AF is a frequent chronic atrial tachyarrhythmia in patients with chronic RHD. Prevalence of AF increases with age, increasing LA size, in patients of moderate to severe MS and patients with TR. Patients with MR, aortic valve disease and PAH have no significant independent association with AF. AF increases the risk of HF, systemic thromboembolism and mortality.

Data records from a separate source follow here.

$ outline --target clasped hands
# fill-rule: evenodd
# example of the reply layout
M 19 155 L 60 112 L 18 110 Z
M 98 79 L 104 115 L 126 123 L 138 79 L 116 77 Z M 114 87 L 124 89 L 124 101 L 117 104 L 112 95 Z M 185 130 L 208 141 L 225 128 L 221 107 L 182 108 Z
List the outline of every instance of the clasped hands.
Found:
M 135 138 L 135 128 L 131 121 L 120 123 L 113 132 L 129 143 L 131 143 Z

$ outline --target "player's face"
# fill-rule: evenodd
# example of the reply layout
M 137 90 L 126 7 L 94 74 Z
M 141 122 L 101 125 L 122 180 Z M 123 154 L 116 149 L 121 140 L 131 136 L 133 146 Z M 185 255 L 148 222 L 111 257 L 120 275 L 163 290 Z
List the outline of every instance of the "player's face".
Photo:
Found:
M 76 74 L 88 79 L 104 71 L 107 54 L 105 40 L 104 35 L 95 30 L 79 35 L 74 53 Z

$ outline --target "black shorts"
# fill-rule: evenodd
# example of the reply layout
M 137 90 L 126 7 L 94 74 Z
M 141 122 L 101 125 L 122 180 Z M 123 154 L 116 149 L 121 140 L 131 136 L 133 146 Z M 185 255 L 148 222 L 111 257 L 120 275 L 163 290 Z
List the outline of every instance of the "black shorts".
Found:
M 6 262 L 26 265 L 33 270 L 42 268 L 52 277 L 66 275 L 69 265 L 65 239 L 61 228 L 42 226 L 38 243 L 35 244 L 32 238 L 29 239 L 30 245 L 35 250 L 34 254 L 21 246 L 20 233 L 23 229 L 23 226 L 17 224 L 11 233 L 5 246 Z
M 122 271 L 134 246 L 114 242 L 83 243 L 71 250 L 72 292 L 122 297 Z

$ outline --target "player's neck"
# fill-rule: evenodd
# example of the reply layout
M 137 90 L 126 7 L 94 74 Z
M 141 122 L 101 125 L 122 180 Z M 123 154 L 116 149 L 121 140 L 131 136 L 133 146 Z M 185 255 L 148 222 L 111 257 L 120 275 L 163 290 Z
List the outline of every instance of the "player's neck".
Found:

7. Scope for future studies

Future studies to investigate mechanistic pathways of pressure and volume overload of atrial chambers, relative contribution of RA and LA chambers sizes in increasing the risk of AF are needed to explore the novel treatment targets to prevent AF. The observed association of severity of MS with AF should form the basis for exploring role of PTMC in moderate MS in prevention of AF in future trials.

Conflict of interest

There are no conflicts of interest in the paper.

Funding source

Nil.

Acknowledgements

We acknowledge the help provided by Bhupesh Uniyal hospital information and management services (HIMS) expert in the division of IGMC hospital, HIMS for developing electronic data recording format for systematic collection of data of patients with RF/RHD.